But you can’t blame the publishers for what’s going on. The singular mission of powerful editors at these publishers is to be in service to the authors. The system itself begets hits, so the problem is further downstream.
The frictionless fandom I enjoy in Japan doesn’t exist anywhere else. There are sprinkles of frictionless moments around the world, but not in the concentration and scale that Japan has. No Nakano Broadway. No anime-themed karaoke rooms. There are local licensees (many with whom I work) making great product, but it’s still not enough to feed demand. The entire overseas market is still below its potential because it is an afterthought.
The pattern I see and that any of my peers who have done these deals will recognize is that a great many licensors want as much money as possible in minimum guarantees to recoup investments, but they also want to build brands. Always. Under the current production committee-overseas licensing regime, these two desires pull in opposite directions. The few licensors who have the vision (like those that bet on us at Crunchyroll in the early days) have reaped rewards by building brands with rising tides these past two decades. The ones who can’t get away from MGs are still chasing MGs. Fragmentation is the foundation of the system. But it doesn’t have to stay that way.

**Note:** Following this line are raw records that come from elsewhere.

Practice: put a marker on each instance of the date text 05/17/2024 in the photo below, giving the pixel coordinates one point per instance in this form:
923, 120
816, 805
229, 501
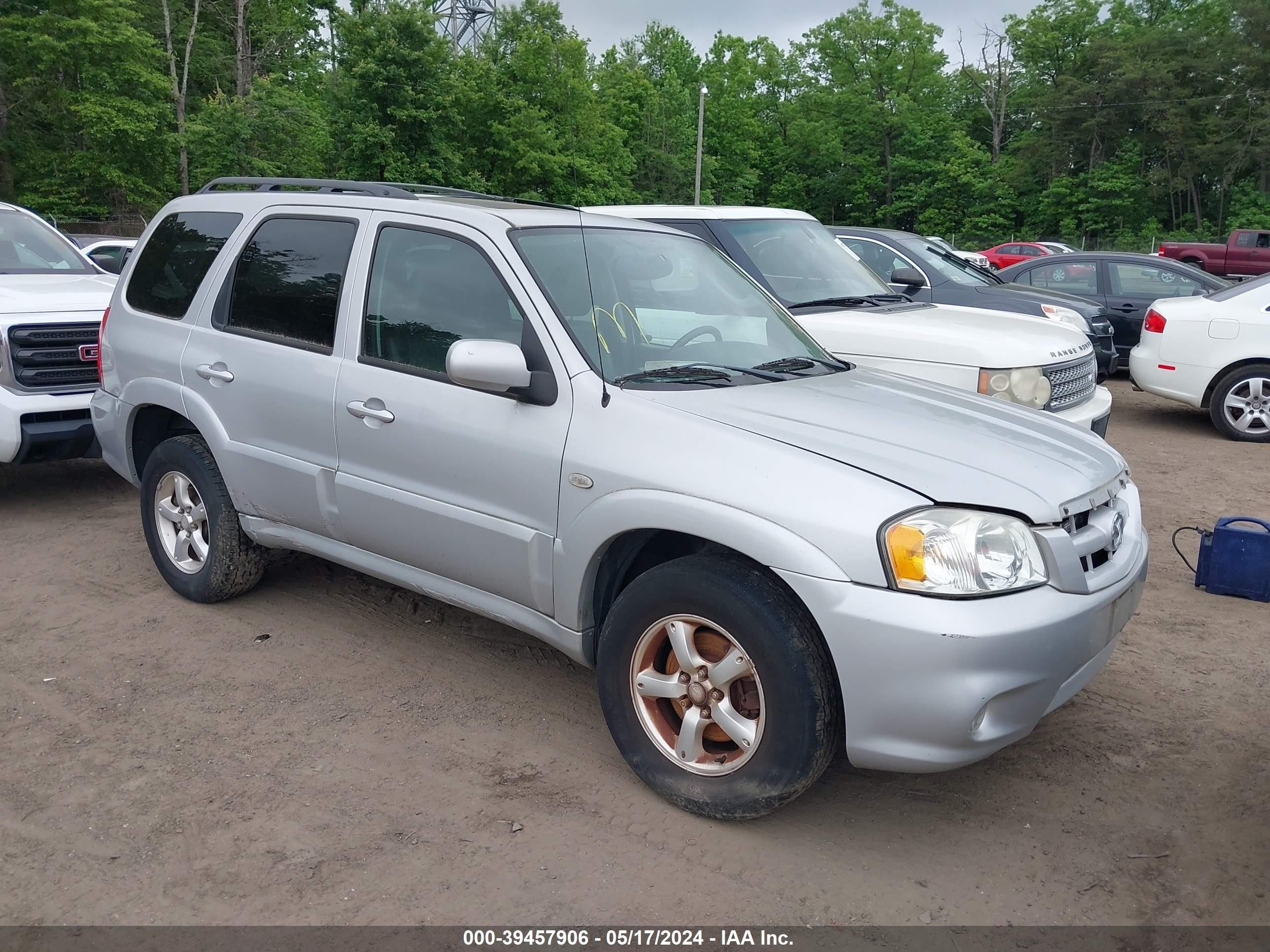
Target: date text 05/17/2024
736, 938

The Neo-Progenitor of Frictionless Fandom
The wall I just described is exactly what we ran into building Crunchyroll, except we didn’t have the language back then. Nobody was calling it frictionless fandom back then. But that’s what we were, the neo-progenitor of it, the first version of a model that hadn’t been named yet.
What we proved at Crunchyroll was one thing: fans show up when you remove friction. They come to watch the content they love, and they experience Absolute Ease. The concept is like aqueducts bringing water to early farmers: once the people have it, they can’t imagine going back.
At Crunchyroll, we solved content distribution. But this was just the start of what fandom needs. What we need now is the expression of fandom itself: the merch, the experiences, the participation. Infrastructure be damned.
How Anime Fandom Reaches the Point of Absolute Ease
When friction approaches zero, fandom hits Absolute Ease. In Japan, it works because of four elements:
Curation
Experience
Specialization
Scale
All four show up everywhere you experience anime in Japan, and they’ll show up differently outside Japan as innovators build for the next generation.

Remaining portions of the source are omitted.